Advertisers have complained about their content being played before videos containing violence or racist sentiments. Brands from Cadbury to Lidl pulled ads from videos featuring sexually explicit comments about the children depicted therein.
The new advertising policies, according to YouTube, are not a direct response to the recent Logan Paul fiasco, but rather a continuous process undertaken following advertisers making their concerns clear.
To become a YouTube partner, content creators previously only needed 10,000 total views.
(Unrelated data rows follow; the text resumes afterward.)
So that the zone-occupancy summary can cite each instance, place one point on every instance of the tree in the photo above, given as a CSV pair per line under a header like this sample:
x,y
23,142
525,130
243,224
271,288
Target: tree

YouTube will now take channel size, audience engagement and creator behaviour into account, rather than just using views as the sole barometer for membership of the YouTube Partner Program (YPP).
New channels will need 1,000 subscribers and 4,000 hours of watch time within the past 12 months to become eligible for ads, and these requirements will be in force from 20 February.
Paul Muret of Google also noted other criteria YouTube would now be monitoring going forward: “We will closely monitor signals like community strikes, spam and other abuse flags to ensure they comply with our policies.
“Both new and existing YPP channels will be automatically evaluated under this strict criteria and, if we find a channel repeatedly or egregiously violates our community guidelines, we will remove that channel from YPP.
“As always, if the account has been issued three community guidelines strikes, we will remove that user’s accounts and channels from YouTube.”
More human moderation of top-tier videos
YouTube will also work to make the process of flagging videos unsuitable for advertising more accurate.
It has promised that its team of content reviewers will moderate every single video in the Google Preferred content stream, where marketers can advertise with the site’s most popular creators at a premium price.
It will include a three-tier system to determine suitability for advertisers, and will be commencing some partnerships with third parties to create brand safety reporting tools for the site.
Along with its promise to hire more moderators, these new rules from YouTube could make a positive difference after a notably turbulent period.